Metro

LES man cleared of brutally choking female cop

A Manhattan grand jury today cleared a Lower East Side man of charges that he brutally choked a female cop who’d caught him smoking a joint in a project hallway in November.

Grand jurors voted not to indict Pedro Urena, 27, on the choking charge, his lawyer, Rick Pasacreta, told The Post shortly after this afternoon’s vote. But Urena has been indicted on additional felony assault charges for allegedly causing some other injury to an officer during his arrest, the lawyer said.

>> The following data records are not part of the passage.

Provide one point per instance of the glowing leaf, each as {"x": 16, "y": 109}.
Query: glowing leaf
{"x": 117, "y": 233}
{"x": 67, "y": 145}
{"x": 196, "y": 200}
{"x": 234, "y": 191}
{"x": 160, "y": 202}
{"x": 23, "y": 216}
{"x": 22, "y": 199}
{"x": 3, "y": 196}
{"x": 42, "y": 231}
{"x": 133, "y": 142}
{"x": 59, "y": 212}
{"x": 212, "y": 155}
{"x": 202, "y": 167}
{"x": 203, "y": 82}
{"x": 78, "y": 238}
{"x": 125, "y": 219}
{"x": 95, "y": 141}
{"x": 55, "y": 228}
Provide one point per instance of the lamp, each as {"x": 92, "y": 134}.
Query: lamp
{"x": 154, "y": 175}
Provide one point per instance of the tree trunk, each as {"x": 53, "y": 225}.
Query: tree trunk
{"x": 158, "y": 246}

Urena had taken the stand to personally tell grand jurors that he never choked Officer Temeisha Hoyte as he was being arrested inside Lillian Wald Houses on Avenue D on Nov. 23. Hoyte had claimed she’d been so severely choked by Urena, that she suffered injuries that might prevent her ever working again.

“He says he didn’t touch her, and her partner [identified in court papers as Officer Renee-Maria Sampson] never testified anything about choking,” when the case went before a judge at a preliminary hearing in late November, the lawyer said.

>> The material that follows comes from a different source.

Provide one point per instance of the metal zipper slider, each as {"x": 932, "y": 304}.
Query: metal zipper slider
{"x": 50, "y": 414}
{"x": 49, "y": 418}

“There was no indication of any struggling,” based on the partner’s testimony, the lawyer said.

“The partner said only that my client was pulling away and that he twisted her arm — she said nothing about anyone being choked,” the lawyer said.

Prosecutors have yet to say which cop — Sampson or Hoyte — Urena has been charged with assaulting. Urena has additionally been charged with resisting arrest.

Urena was busted Nov. 23 after Sampson and Hoyte stopped him for allegedly smoking a joint in a stairwell of the Lillian Wald Houses on Avenue D. He was charged with felony assault for allegedly intentionally causing physical injury to Hoyt.